A voice acquisition step for continuously acquiring voice data;
The first time when the volume of the acquired voice is less than the utterance determination threshold, the second time when the volume of the voice exceeds the utterance determination threshold after the lapse of the first time, and the second time A time measuring step of measuring a third time when the volume of the voice is less than the utterance determination threshold after elapse of
A determination step of determining, when the first time, the second time, and the third time satisfy a predetermined condition, that the voice at the second time is an inquiry utterance to the device; A speech detection method executed by a computer.

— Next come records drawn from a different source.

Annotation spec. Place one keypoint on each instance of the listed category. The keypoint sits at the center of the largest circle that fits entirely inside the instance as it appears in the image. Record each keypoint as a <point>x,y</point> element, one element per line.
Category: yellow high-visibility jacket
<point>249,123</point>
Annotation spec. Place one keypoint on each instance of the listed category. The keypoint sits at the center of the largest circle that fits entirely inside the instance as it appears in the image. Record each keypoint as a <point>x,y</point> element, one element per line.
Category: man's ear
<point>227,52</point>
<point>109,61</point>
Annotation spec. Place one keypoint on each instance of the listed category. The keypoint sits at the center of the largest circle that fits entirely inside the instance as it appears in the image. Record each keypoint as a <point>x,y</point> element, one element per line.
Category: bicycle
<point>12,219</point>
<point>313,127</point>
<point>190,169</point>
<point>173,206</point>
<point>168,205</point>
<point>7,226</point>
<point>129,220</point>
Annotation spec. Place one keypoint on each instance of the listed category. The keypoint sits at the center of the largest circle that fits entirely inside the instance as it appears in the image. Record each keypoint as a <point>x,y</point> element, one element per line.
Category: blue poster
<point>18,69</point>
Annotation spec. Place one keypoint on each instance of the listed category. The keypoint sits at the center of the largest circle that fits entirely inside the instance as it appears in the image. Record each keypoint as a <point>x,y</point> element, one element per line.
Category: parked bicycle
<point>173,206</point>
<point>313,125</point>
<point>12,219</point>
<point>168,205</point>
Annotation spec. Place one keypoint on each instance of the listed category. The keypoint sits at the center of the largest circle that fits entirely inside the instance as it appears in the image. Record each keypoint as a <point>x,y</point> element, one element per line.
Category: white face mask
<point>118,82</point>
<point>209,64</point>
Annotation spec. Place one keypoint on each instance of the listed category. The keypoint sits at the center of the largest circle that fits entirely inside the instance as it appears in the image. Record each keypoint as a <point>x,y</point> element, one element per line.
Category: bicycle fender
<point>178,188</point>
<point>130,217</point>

A voice acquisition step for continuously acquiring voice data;
The first time when the volume of the acquired voice is less than the utterance determination threshold, the second time when the volume of the voice exceeds the utterance determination threshold after the lapse of the first time, and the second time A time measuring step of measuring a third time when the volume of the voice is less than the utterance determination threshold after elapse of
A determination step of determining, when the first time, the second time, and the third time satisfy a predetermined condition, that the voice at the second time is an inquiry utterance to the device; An utterance detection program for causing a computer to execute.